Onde está a modernidade? E porque insistem os filósofas da dita, como energias perversas escapadas à ordem inviolável das esferas, em perder tão preciosas energias à procura da rolha? Um pouco mais de azul a eram asa. Um pouco mais de simplicidade e tudo se explicaria. Um pouco menos de ciência e a sabedoria estaria ao alcance do grande público.

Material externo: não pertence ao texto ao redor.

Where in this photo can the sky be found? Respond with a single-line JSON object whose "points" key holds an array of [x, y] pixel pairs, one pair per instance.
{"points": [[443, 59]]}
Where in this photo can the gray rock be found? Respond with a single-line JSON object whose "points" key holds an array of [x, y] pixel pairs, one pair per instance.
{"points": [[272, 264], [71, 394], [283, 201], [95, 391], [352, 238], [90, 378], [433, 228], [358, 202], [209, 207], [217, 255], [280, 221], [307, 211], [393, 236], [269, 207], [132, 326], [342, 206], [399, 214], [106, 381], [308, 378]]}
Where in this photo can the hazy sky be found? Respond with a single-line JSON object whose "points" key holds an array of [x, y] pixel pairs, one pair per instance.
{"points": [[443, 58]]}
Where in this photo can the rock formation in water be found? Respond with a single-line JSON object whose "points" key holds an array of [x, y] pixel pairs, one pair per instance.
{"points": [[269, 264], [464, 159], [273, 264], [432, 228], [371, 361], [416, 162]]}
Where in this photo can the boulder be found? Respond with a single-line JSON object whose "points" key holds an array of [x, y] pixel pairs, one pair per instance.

Há-de haver para este desperdício, com certeza, uma explicação económica. Ou, em alternativa, um tribunal de Nuremberga. Na sequência de nuances para a palavra energia, que já se mostrou sinónimo de petróleo, radiação solar, biogás, ondas, poder, violência, electricidade, erotismo, força criadora, élan poético, teimosia, inspiração, feroz ditadura, etc. experimentem, já agora, alargando o conceito ainda mais, pensar também como sinónimo de energia aquilo a que se chama «trabalho» e «tempo», as duas formas (armadilhas) através das quais a energia do poder cego e bruto nos rouba as energias de que precisa.

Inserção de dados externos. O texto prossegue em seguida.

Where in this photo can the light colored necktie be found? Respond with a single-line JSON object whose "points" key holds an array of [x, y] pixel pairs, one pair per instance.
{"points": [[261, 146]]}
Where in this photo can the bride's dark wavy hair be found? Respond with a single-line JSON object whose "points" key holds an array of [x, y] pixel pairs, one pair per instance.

Os cronófagos são hoje legião. Ore se «tempo» e «trabalho» são também energia - e assim entendermos a alienação (segundo Karl Marx) -, o pontapé nas ditaduras passa por aí. Só não me perguntem como, porque é segredo. Tudo começa na sabedoria do que é a energia, em sentido estrito e em sentido lato, aplicando-a através das tecnologias adequadas e apropriadas para o efeito. Aí sim - nas TA (tecnologias apropriadas) - reside a modernidade mais antiga que se conhece.
Ou não estará ainda suficientemente feita a crítica às ideologias da abjecção, seja ela totalitária ou democrática - desde que os surrealistas meteram para aí o bedelho? Se está, esperemos que o exaustivo livro de Habermas seja o último a consumir as nossas energias e paciência , o último a discutir o fim do fim das ideologias. É tempo de ocupar o nosso tempo (trabalho, amor e força criadora) em coisas mais interessantes e produtivas. Chega de desperdício.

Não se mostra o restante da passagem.